I giudici del Riesame hanno respinto il ricorso proprio perché dall’audio captato durante la riunione all’hotel Metropol di Mosca e dai contenuti audiovisivi scaricati dai cellulari, pc e documenti sequestrati a Savoini emerge “la cristallizzazione degli accordi criminali” e la “conferma della natura illecita della trattativa”.

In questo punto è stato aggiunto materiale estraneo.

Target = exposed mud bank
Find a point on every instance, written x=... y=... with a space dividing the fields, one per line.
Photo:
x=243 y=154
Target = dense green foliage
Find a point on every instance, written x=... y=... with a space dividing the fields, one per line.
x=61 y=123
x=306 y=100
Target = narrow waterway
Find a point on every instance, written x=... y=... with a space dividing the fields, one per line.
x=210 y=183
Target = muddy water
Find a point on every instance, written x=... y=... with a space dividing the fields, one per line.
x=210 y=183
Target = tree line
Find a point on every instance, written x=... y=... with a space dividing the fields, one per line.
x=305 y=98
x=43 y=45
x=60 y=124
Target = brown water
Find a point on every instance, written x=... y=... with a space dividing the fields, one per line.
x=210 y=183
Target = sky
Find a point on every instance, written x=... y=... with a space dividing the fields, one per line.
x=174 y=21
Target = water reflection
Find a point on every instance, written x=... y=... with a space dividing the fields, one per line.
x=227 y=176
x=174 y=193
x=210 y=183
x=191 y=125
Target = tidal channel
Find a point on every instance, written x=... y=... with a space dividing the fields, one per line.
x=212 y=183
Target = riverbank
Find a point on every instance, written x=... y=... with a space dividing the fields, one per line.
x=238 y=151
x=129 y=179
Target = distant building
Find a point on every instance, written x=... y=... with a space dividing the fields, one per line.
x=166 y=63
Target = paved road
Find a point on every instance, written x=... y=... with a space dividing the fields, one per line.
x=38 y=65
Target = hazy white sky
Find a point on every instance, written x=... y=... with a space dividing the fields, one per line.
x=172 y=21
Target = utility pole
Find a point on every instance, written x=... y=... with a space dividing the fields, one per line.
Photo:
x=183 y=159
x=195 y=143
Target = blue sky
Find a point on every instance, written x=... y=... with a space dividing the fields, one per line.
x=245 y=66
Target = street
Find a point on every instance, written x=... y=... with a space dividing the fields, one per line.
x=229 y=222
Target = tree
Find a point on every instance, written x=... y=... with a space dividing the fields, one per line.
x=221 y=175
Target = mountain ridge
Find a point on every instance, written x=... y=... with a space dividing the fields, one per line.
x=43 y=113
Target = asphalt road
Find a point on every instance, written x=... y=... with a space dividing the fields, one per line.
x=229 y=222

Ciò significa che le accuse mosse dal Procuratore aggiunto (Pa) Fabio De Pasquale e dai Pubblici ministeri (Pm) Gaetano Ruta e Sergio Spadaro contro Savoini si basano su inconfutabili prove investigative e raccontano di come l'ex portavoce di Salvini per conto della Lega “concordava con Ylia Yakunin (vicino all’avvocato e parlamentare Vladimir Pligin, nel cui studio Salvini avrebbe incontrato il vicepremier russo Dmitri Kozak, ndr ) l’acquisto da parte di Eni di ingenti quantitativi di prodotti petroliferi: 250mila tonnellate al mese per tre anni, vendute dalla società di stato russa Rosneft, prevedendo che una percentuale del 4 per cento del prezzo pagato da Eni sarebbe stata retrocessa» con l'obiettivo espressamente dichiarato di: “Finanziare la campagna elettorale per le elezioni europee del partito Lega, mentre una percentuale, tra il due e il sei per cento, sarebbe stata corrisposta tramite intermediari e studi legali a pubblici ufficiali di Rosneft”.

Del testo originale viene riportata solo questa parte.